Schmerzerfüllt ging ich auf die Knie und wollte einfach nur, dass es aufhörte. Ich war kurz davor, vor Verzweiflung zu schreien, doch plötzlich war da nichts mehr. Es war still, es war dunkler, allgemein waren die Reize um mich herum nun sehr stark abgeschwächt.

Vorsichtig öffnete ich die Augen und nahm die Hände von den Ohren, um mich umzusehen. Ich stand in einer Kirche, sie war komplett leer und wirkte auch so, als sei hier schon lange keiner mehr gewesen.

„Chester" Ich hörte jemanden meinen Namen hauchen, einen Namen, den ich gar nicht gerne hatte. Jedoch hatte er noch nie so liebevoll geklungen.

Mein Blick schoss zu dem Mann, der mich besorgt musterte.

„Wer bist du?" Natürlich hatte ich noch viel mehr Fragen. Woher kannte er mich? Wie waren wir hierhergekommen? Wo waren wir überhaupt? Was passierte mit mir? Doch diese war die Erste, die meinen Mund verließ.

„Du kennst mich nicht... noch nicht", sagte er ruhig und sah dabei so aus, als versuchte er, eine Bestie zu zähmen.

„Was soll das heißen?" Beim Sprechen biss ich mir irgendwie auf die Lippe, sodass diese kräftig zu bluten anfing. Ich bekam es jedoch kaum mit, sondern starrte nur den Fremden an, direkt auf die pochende Halsschlagader.

Er sagte irgendetwas, doch es ging komplett an mir vorbei. Ich roch kaum etwas mehr, nur noch ihn. Ich sah kaum etwas mehr, nur noch ihn. Ich wollte kaum etwas mehr, nur noch ihn. Und das sofort.

Er wiederholte meinen Namen unsicher und wich dabei einen Schritt zurück.

Ehe ich selbst verstand, was passierte, hatte ich ihn innerhalb nur einer Sekunde mit mir an die Wand 20 Meter hinter ihm gezerrt und rammte meine Zähne in seinen Hals. Ich musste es tun, es ging nicht anders, doch dennoch versuchte ich mich mit jedem Gedanken zum Stoppen zu bewegen. Es klappte nicht. Ich wusste, dass es falsch war, dass es unmenschlich war, doch ich konnte einfach nicht aufhören. Es war, als bestünde ich in diesem Moment nur noch aus der Gier nach seinem Blut.

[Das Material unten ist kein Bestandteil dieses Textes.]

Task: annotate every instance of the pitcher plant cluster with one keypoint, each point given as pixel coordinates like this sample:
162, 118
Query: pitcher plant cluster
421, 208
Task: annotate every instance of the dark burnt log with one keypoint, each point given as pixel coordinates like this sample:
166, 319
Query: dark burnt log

Erst, nachdem ich dieses eine Weile lang zu mir genommen hatte, ohne, dass er Gegenwehr geleistet hatte, ließ ich lockerer, so locker, dass er mich webschieben konnte. Seine sanfte Art, dies zu tun, stand im kompletten Kontrast zu meiner Gewalttat.

Entsetzt starrte ich auf die Stelle, in die ich eben noch gebissen hatte, und stolperte drei Schritte zurück. Sie schloss sich von alleine, sogar das Blut ging weg. Ich fasste mir zitternd an den Mund und sah auf meine blutigen Fingerspitzen. Als ich zudem noch die Krallen erkannte, wich ich erschrocken von mir selbst weiter zurück.

„Es... i-ich...", stotterte ich und sah den Fremden verzweifelt an.

Er hob beschwichtigend die Hände. „Es ist okay, Chester. Es wird alles wieder gut. Ich werde dir helfen, okay?"

Ich sah von ihm zu meiner Hand, an der die Krallen nun verschwunden waren. Das Blut war noch vorhanden und außerdem die Erinnerungen daran, was ich eben getan hatte. Ich hatte einen Menschen angefallen wie ein Tier... Wie ein Vampir.

„Was ist los mit mir?", hauchte ich schockiert.

Natürlich wusste ich es, doch alles in mir weigerte sich, es zu glauben. Ich wollte, nein ich konnte nicht akzeptieren, dass ich von nun an ein Vampir war.